これは落書きではない。大阪の新たな観光地になりそうな「道頓堀アートストリート」を直撃!
真っ黒だった道頓堀の壁をキャンパスに、次々と描かれていくストリートアート。これまで、ストリートアートといえば建物の壁やフェンスにペンキやスプレーで描かれる“落書き”のことを意味し、迷惑行為とされてきたものだ。しかし「道頓堀アートストリート」に描かれるストリートアートは落書きではない。これまで使われていなかった壁がアートの力によって観光客や若者の間で話題を呼び、大阪の新たな観光地になりつつあるのだ。
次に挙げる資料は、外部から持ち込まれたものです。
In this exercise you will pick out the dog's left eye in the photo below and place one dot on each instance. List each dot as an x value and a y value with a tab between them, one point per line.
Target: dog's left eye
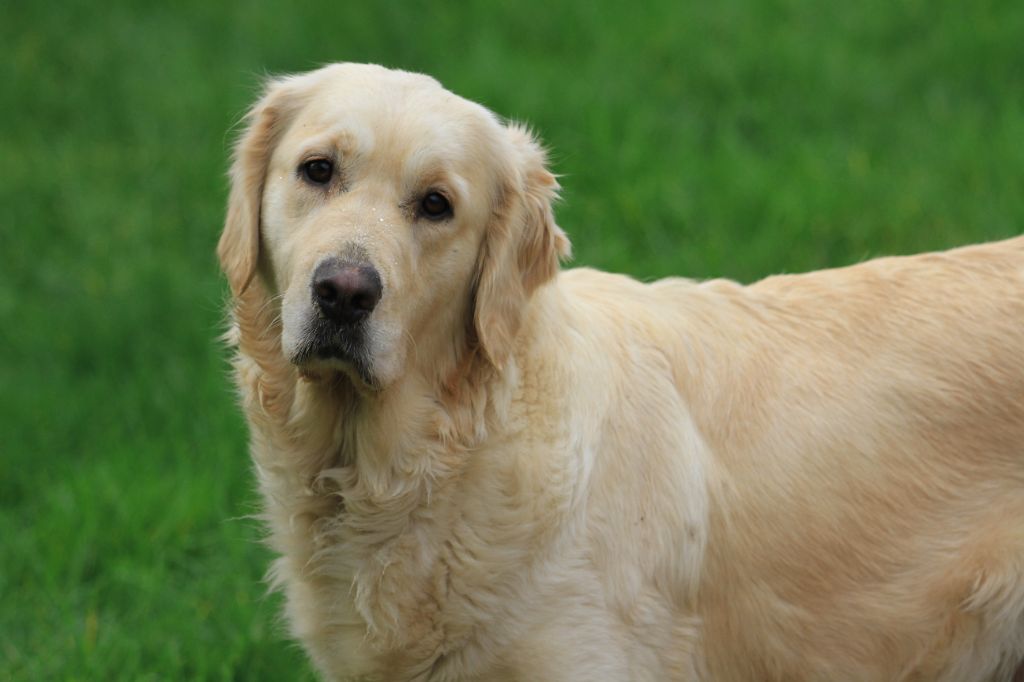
435	206
318	171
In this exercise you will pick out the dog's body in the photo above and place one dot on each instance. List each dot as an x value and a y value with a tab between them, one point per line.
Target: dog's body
499	471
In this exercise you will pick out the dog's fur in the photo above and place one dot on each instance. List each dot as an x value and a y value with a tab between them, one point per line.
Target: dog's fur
534	474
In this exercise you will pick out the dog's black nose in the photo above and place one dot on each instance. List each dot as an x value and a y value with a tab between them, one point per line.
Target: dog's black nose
346	292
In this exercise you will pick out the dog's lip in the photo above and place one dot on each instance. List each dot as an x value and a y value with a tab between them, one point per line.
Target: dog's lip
328	361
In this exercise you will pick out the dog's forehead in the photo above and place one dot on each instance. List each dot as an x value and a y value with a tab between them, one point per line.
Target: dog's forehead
384	111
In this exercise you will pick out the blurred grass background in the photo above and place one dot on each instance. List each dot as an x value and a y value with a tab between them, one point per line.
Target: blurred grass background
733	138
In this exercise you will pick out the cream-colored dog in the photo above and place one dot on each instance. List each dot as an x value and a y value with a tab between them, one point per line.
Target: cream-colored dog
477	467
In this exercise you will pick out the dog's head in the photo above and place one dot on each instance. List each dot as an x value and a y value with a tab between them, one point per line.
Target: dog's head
392	222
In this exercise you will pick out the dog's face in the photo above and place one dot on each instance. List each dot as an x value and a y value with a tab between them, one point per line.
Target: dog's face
394	222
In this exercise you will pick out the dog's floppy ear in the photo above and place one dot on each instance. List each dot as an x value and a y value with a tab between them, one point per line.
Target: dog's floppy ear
521	248
240	242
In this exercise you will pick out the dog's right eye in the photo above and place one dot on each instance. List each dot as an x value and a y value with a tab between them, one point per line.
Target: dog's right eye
317	171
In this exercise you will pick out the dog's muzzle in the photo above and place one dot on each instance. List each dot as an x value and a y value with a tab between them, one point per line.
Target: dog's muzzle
345	293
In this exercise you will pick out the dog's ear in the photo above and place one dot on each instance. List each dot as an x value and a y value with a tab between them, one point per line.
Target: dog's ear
521	248
240	242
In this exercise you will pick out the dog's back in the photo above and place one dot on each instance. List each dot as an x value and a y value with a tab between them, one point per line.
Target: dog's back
865	436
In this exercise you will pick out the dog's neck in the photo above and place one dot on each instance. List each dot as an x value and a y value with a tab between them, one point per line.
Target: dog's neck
348	477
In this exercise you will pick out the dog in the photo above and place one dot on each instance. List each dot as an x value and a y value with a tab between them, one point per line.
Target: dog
477	466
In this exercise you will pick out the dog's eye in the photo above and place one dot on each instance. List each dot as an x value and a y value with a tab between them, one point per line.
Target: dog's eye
435	207
318	171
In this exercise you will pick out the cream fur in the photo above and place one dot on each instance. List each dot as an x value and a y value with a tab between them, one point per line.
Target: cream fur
576	476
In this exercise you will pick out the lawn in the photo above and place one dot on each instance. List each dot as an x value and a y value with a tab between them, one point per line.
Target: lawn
728	138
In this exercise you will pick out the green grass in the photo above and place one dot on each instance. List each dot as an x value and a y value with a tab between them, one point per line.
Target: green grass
728	138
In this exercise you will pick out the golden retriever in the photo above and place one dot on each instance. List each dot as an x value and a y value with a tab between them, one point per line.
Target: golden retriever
478	467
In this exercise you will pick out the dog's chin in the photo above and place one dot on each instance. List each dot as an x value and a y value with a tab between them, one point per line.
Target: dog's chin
329	367
329	363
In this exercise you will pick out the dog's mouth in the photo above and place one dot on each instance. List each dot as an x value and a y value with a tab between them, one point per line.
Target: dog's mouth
330	350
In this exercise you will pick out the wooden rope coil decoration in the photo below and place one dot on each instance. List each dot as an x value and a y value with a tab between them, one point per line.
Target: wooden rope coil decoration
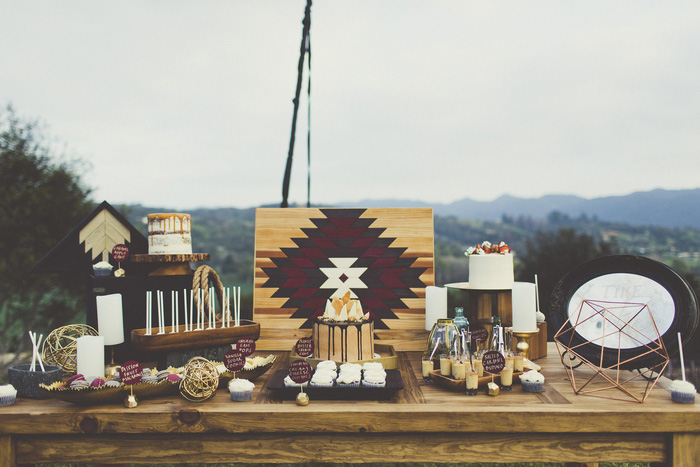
200	380
60	347
203	275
「道頓堀アートストリート」は、道頓堀橋から西に進んだ遊歩道の壁をキャンパスに35個ものアートが描かれるアートストリート。完成予定は2019年末だ。現在(取材日9月20日)、既に13個のアートが描かれており、子どもや魚、キャラクターなど[a]が並ぶ。まだ全てのアートが揃っていないにも関わらず、遊歩道に足を運ぶ人が以前に比べ増加している。若者や観光客が中心となって、ストリートアートを背景に撮影した写真をSNSに投稿することで、話題が広がっているのだ。
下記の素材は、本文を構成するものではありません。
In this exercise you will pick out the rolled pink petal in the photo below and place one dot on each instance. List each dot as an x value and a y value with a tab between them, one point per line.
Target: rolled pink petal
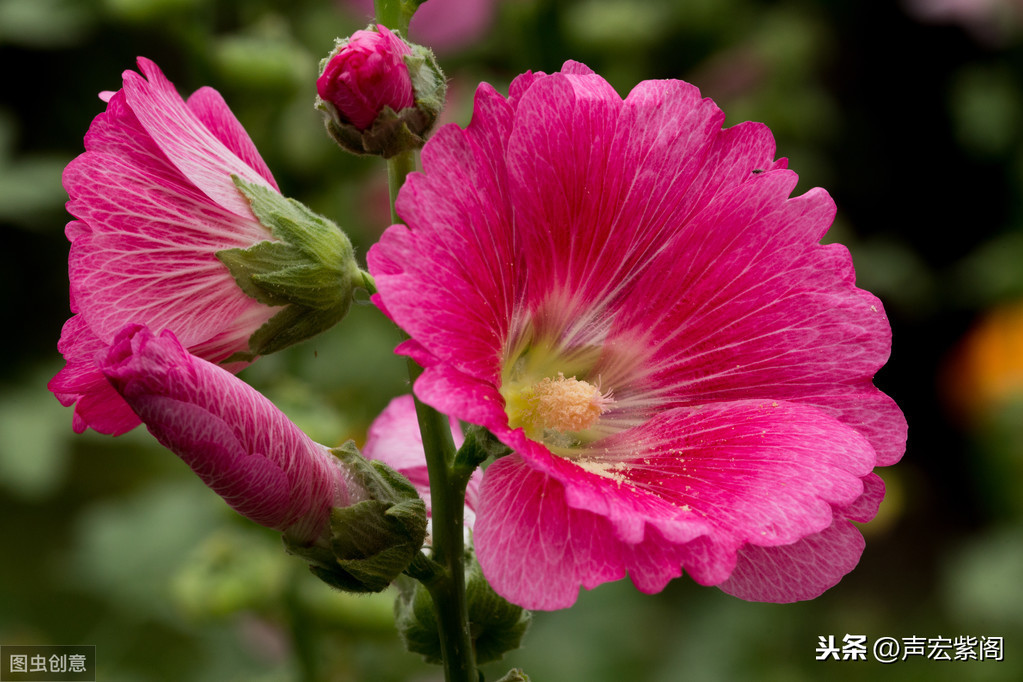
394	439
627	296
237	442
365	74
154	201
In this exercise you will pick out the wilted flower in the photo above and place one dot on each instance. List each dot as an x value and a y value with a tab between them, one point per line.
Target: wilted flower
165	196
241	446
626	294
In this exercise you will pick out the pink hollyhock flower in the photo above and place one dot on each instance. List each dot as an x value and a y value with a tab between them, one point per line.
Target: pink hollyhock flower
627	296
365	74
237	442
154	201
394	439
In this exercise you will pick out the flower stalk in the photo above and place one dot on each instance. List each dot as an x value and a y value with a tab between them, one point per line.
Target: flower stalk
447	484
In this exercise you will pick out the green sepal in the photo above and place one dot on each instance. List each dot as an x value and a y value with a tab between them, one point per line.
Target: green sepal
370	542
496	625
310	271
393	132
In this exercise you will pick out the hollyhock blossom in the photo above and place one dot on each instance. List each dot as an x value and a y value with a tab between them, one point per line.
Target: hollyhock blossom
394	439
626	294
365	74
237	442
157	200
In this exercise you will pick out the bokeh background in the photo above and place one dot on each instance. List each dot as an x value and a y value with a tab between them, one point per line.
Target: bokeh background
908	112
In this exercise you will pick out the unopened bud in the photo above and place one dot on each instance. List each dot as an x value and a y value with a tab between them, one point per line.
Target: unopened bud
380	94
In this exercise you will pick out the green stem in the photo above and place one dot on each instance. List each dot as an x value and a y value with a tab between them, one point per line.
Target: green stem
395	14
447	492
398	168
しかし、なぜ道頓堀の遊歩道にアーティストが集まり、次々とストリートアートが描かれ始めたのだろうか。「道頓堀アートストリート」のプロジェクトは、180(ワンエイティー)株式会社が南海電気鉄道と大阪市と連携して取り組んでいる。今回は、180株式会社の上仲昌吾さんにお話を伺った。
上仲さんによると、有名なグリコのある道頓堀橋には人が集まる一方、その西側の遊歩道には人が少ない部分があり問題視されていたという。そこで、その問題を解決するために南海電鉄と大阪市と連携し、使われていない壁とストリートアートを組み合わせ、新たな観光地を作り出すことになったのだ。上仲さんは、このプロジェクトを「これぞ『ウォールシェア』の目指す世界観です」と言う。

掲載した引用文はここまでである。